Bush loyalists see things differently. My friend Fred Barnes writes in his new book Rebel-in-Chief that Bush is in reality Reagan’s natural successor—he cuts taxes, builds up national defense, promotes conservative social values. He concedes that Bush is a “big government conservative” but believes that this is a post-Reagan philosophy that bows to the wishes of the modern-day electorate. Some neoconservatives have urged 21st-century Republicans to make a separate peace with big government and to use the $2.5 trillion federal budget to advance what columnist David Brooks calls projects of “national greatness.” They have in mind a new generation of massive expenditure projects in the lineage of the Marshall Plan, the interstate highway system, and the creation of the national parks.

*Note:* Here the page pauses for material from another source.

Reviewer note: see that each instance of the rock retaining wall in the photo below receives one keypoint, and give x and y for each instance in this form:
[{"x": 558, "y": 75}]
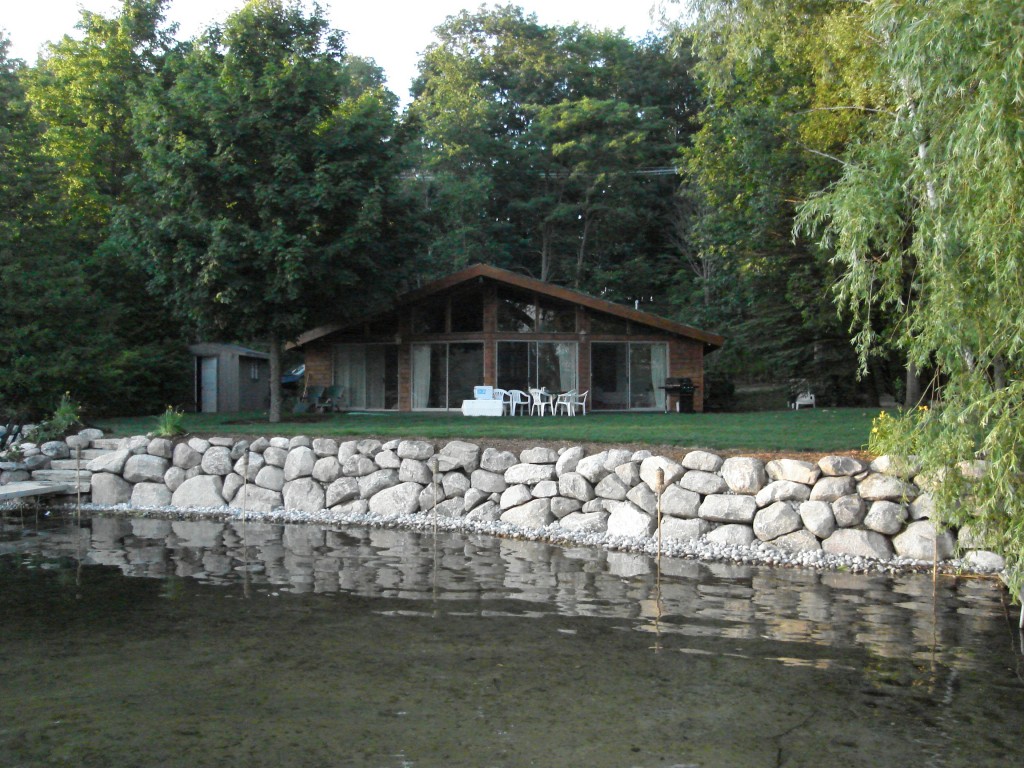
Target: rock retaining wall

Others believe that Bush advances broad conservative and market-based policy goals by strategically buying votes with spending programs. Daniel Casse, a former presidential speechwriter, argues that “rather than focusing on the sheer size of government, Bush is focused on outcomes.” He signed the massive education bill to get testing; the Medicare drug bill to get health savings accounts; the tariffs on steel to win support from Pennsylvania and West Virginia congressmen on tax cuts. To be sure, even Reagan did some of this tactical horsetrading.
But that practice has become ruinously expensive under Bush. The latest Congressional Budget Office projections indicate that if spending remains on the course it is now, in 20 years the budget will consume about 30 percent of GDP on top of the 12 percent taken by states and localities. Welcome to France.

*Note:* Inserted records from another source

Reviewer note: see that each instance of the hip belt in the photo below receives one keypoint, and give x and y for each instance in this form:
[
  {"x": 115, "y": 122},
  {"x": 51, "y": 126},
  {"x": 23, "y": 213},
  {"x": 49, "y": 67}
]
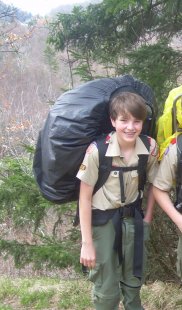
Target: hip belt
[{"x": 100, "y": 217}]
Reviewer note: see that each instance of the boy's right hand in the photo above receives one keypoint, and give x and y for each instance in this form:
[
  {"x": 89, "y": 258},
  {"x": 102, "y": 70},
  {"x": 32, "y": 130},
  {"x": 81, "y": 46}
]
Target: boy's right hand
[{"x": 88, "y": 255}]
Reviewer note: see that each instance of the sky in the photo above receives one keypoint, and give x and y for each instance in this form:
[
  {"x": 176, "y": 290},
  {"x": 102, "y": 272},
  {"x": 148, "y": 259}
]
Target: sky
[{"x": 41, "y": 7}]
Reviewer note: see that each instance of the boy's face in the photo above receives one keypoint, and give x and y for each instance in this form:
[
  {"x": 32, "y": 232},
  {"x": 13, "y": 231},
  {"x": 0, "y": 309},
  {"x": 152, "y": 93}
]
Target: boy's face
[{"x": 127, "y": 127}]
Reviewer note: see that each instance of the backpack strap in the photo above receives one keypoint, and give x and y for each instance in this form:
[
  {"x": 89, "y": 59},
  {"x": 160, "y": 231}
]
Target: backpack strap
[
  {"x": 105, "y": 163},
  {"x": 179, "y": 170}
]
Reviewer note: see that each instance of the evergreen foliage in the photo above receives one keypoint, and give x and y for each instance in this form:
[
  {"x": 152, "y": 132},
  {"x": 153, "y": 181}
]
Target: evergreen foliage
[{"x": 21, "y": 202}]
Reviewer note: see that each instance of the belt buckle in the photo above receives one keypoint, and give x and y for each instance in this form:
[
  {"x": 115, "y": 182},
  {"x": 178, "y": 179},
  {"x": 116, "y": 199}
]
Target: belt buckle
[{"x": 126, "y": 212}]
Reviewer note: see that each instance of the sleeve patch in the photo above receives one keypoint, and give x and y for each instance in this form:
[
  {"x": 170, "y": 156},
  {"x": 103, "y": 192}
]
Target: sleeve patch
[
  {"x": 166, "y": 151},
  {"x": 82, "y": 167},
  {"x": 154, "y": 151},
  {"x": 91, "y": 148}
]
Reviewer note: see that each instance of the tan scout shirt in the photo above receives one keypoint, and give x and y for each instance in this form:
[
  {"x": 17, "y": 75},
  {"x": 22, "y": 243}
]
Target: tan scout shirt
[
  {"x": 166, "y": 174},
  {"x": 109, "y": 196}
]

THE WORD BUSH USES MORE often than any other—by far—is freedom. But what the Bush Republicans haven’t come to grips with is that big government and freedom are mutually exclusive. Dollar by trillion dollar we are voluntarily giving up our liberties for a government that promises us a nanny-state blanket of protection from cradle to coffin. The truth is, Hillary Clinton and the Democrats can steer us to that future much more rapidly than Republicans can.
That is why the conservative movement must resist the advice of the neocons like David Brooks, who has written in the New York Times: “Reducing the size of government cannot be the governing philosophy for the next generation of conservatives.”
No, it MUST be. This is the fight for the soul of the party in the years ahead—and the stakes are just as high as they were during the fight in the 1970s and ‘80s when the Reagan Republicans who wanted to cut tax rates to grow the economy triumphed over the Eisenhower-Ford-Dole Republicans who resisted tax cuts and worshipped balanced budgets at all cost.
If Republicans continue to grow government at their current reckless pace, don’t be surprised if Hillary Clinton wins the White House in 2008 running to the right of Republicans on fiscal responsibility.
Stephen Moore is senior economics writer for the Wall Street Journal editorial board.